The Internet and privacy.
And what ever happened to that guy who could shoot a jet stream of water from his eyeballs? I love that guy!
You know, you'd be surprised how difficult it is to work in the line, "Do you think the so-called Neanderthal was a separate species of humanity from the so-called 'modern' humans, us?" into casual conversation in the outside world? I'm currently experimenting with "Do you think we have souls?" I conduct my research in bars all over the tri-state area.
I know what you're thinking: I thought you said you didn't drink. What I said was that I barely drink. Pay attention. Now, I have to tell you my research is not going well at all.
The next month I was holding court, as it were, in a corner of the rec room with two or three others. I can't say that I remember what the discussion was about. But I left my audience mesmerized, spellbound, and enlightened I'm sure. When I had to go to the bathroom, I passed beyond the door and saw Julian leaning against the sink, being kissed full on the mouth by Father Charles Mann.
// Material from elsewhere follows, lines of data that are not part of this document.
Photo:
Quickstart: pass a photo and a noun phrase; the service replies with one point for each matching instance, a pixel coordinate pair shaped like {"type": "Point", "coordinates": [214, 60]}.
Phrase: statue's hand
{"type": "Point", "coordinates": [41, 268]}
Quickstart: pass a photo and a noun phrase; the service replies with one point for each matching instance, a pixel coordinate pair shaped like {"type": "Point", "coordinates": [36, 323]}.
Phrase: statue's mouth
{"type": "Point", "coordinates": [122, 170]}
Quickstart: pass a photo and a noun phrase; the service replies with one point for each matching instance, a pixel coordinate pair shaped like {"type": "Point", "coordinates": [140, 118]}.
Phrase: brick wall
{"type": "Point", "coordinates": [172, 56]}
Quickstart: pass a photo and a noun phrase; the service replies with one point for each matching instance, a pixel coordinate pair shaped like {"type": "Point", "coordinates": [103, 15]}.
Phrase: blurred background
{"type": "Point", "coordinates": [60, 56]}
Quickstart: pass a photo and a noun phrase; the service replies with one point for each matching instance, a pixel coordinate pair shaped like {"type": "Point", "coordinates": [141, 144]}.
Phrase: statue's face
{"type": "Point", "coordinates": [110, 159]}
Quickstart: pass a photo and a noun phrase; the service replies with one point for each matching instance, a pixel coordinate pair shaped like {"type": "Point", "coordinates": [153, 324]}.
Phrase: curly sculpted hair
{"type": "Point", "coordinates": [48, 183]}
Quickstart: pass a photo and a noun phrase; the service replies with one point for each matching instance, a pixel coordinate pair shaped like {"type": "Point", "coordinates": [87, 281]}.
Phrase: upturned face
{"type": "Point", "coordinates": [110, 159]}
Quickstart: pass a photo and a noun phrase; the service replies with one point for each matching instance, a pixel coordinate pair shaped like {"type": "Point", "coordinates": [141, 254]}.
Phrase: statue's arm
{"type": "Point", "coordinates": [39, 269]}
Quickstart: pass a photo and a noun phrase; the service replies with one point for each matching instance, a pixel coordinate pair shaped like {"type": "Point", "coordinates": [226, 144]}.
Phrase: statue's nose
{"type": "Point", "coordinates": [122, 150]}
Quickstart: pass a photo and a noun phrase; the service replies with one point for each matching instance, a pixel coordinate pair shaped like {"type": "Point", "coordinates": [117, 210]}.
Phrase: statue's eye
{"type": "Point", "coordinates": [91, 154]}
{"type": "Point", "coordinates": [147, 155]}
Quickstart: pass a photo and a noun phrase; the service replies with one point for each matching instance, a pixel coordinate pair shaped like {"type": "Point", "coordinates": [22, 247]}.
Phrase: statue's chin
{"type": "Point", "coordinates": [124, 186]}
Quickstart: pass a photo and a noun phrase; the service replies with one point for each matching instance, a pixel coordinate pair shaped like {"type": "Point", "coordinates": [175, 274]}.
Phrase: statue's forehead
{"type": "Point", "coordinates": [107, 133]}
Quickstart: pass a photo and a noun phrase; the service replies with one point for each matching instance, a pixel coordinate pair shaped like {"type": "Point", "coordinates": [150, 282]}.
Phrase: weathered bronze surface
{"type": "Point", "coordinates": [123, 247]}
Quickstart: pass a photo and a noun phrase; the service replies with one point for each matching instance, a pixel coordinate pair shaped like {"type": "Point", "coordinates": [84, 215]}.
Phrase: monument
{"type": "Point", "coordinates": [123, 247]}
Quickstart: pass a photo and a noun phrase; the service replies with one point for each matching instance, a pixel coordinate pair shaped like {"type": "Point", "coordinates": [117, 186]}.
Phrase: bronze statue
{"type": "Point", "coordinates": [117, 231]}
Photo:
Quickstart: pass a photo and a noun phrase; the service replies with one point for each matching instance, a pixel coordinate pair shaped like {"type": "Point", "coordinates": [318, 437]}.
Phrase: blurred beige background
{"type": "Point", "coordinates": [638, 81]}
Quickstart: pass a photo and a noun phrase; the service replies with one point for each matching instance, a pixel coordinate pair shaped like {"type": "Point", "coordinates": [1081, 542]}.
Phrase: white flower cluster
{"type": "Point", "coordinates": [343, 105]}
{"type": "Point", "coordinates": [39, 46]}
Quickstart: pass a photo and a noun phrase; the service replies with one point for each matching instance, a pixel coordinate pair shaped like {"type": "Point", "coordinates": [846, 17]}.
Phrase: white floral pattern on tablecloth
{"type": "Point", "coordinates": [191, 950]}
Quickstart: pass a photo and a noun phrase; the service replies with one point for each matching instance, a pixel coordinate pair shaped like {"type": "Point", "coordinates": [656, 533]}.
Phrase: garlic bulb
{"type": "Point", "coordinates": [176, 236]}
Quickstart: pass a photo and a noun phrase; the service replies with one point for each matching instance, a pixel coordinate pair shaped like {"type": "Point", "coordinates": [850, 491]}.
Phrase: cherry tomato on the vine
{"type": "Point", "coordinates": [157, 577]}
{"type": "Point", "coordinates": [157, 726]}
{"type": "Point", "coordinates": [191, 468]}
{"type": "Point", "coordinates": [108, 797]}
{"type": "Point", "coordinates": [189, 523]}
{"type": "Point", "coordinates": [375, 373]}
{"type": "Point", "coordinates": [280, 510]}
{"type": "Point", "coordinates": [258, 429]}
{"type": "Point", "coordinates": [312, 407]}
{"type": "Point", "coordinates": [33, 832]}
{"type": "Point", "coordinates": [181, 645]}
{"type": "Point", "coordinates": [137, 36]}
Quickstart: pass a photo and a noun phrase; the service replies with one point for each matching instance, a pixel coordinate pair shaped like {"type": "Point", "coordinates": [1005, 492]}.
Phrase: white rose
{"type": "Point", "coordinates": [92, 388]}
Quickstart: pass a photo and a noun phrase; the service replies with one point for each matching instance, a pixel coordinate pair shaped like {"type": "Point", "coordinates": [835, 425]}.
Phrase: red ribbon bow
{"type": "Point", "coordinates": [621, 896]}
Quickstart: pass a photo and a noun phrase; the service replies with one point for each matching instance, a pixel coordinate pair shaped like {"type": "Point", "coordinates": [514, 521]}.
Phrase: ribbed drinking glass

I immediately backed out, turned on my heel, and tried to tip toe away.
"Hold it," Father Mann said behind me, barking my name as well.
I held it as he commanded. I turned around to face him only after he ordered me to do so.
"What's the matter with you?" he said.
"Nothing," I said.
He let out a breath and his expression softened. "You saw us, didn't you?"
He came forward and put a hand on my shoulder. "It's alright, my son."
If I had been ignorant, I think I might have wondered if either Father Mann would succeed in bringing Julian to the lord and helping raise his soul to Heaven, or if Julian would manage to turn the priest to the Devil and drag his soul down into Hell. There is one thing I know for sure. It would be an awfully dull four weeks before the next meeting of The Philosophy Club.